Date Published: |
L’Encyclopédie de l’histoire du Québec / The Quebec History Encyclopedia
Dominican Friars
[This article was published in 1948. For the full citation, see the end of the teaxt.] Dominican Friars. This religious order was founded by St. Dominic (1170-1221) in the early years of the thirteenth century, with the object of combating the Albigensian heresy in southern France. The name of the order is derived from that of its founder, but the name of "Preaching Friars" (O.P.) was given to it by Pope Innocent III at the time of its foundation. Honorius III designated the friars "the champions of the faith and the true lights of F the world", when he formally approved the order in 1216; but they have been something more than mere preachers. The originality of the Dominican ideal lies in this, that, far from preferring action to contemplation, the Preaching Friars consider the latter as the one true source of the former. One of the fundamental obligations of the Dominican life is study; and the other is asceticism, including penitential exercises and prayer. The result is that the order has produced both outstanding preachers and great mystics. The distinctive habit of the order consists of a tunic, a scapular, and a hood of white wool, a leather girdle with a rosary suspended from it, and a large black mantle and hood. From this they have been commonly known in England as "Black Friars".
The Canadian province of St. Dominic had its beginnings in 1873, when the Dominicans established themselves in St. Hyacinthe, Quebec. Here a novitiate was opened in 1885. This was transferred to Ottawa in 1900; and in 1909 the college became a studium générale, or university, of the order.

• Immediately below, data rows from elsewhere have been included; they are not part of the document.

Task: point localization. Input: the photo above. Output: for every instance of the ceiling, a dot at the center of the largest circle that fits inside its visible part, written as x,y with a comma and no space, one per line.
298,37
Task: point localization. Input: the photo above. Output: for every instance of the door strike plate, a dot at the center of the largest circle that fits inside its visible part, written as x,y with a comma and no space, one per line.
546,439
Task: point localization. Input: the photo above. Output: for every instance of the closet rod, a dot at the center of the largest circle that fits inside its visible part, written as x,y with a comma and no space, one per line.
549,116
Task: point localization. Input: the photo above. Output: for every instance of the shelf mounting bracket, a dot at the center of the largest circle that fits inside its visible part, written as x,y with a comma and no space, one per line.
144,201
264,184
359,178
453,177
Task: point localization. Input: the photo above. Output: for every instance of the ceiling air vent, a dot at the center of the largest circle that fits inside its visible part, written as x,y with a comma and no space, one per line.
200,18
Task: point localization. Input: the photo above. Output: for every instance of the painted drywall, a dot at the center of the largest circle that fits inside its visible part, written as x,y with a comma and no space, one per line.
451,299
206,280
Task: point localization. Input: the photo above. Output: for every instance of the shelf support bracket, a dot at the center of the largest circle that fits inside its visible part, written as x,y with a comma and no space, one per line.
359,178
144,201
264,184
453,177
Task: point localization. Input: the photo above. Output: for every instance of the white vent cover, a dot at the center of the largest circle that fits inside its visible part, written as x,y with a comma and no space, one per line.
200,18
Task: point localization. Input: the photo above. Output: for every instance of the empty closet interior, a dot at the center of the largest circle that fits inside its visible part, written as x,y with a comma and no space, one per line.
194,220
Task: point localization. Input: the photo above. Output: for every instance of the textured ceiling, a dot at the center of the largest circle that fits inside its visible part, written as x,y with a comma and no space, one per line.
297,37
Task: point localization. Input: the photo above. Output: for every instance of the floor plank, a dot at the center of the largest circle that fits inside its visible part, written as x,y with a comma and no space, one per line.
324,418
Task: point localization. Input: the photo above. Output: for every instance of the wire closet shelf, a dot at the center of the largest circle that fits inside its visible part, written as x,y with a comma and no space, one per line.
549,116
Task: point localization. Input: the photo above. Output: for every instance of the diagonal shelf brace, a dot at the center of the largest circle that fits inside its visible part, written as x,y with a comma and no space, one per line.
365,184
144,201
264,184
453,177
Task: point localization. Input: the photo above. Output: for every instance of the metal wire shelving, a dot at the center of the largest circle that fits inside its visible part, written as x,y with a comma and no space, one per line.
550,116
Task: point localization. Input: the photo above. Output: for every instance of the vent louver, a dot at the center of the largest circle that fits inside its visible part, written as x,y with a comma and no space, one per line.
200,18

Other establishments were founded in Montreal in 1901, in Quebec in 1919, in Sackville, New Brunswick, in 1926, and in Prince Albert, Saskatchewan, in 1929, in Sherbrooke in 1939. The Dominican houses in Canada, together with two in the United States (Lewiston, Maine, founded in 1881, and Fall River, Massachusetts, founded in 1887), were organized as an autonomous province in 1911. Priors preside over the individual houses. In 1931 the Canadian Dominicans undertook, at the request of the Holy See, the direction of the missionary diocese of Hakodate, Japan. See Constitutiones Fratum S. Ordinis Predicatorum (Rome, 1932) and J. B. Reeves, The Dominicans (New York, 1930). Source: W. Stewart WALLACE, ed., The Encyclopedia of Canada, Vol. II, Toronto, University Associates of Canada, 1948, 411p., p. 222.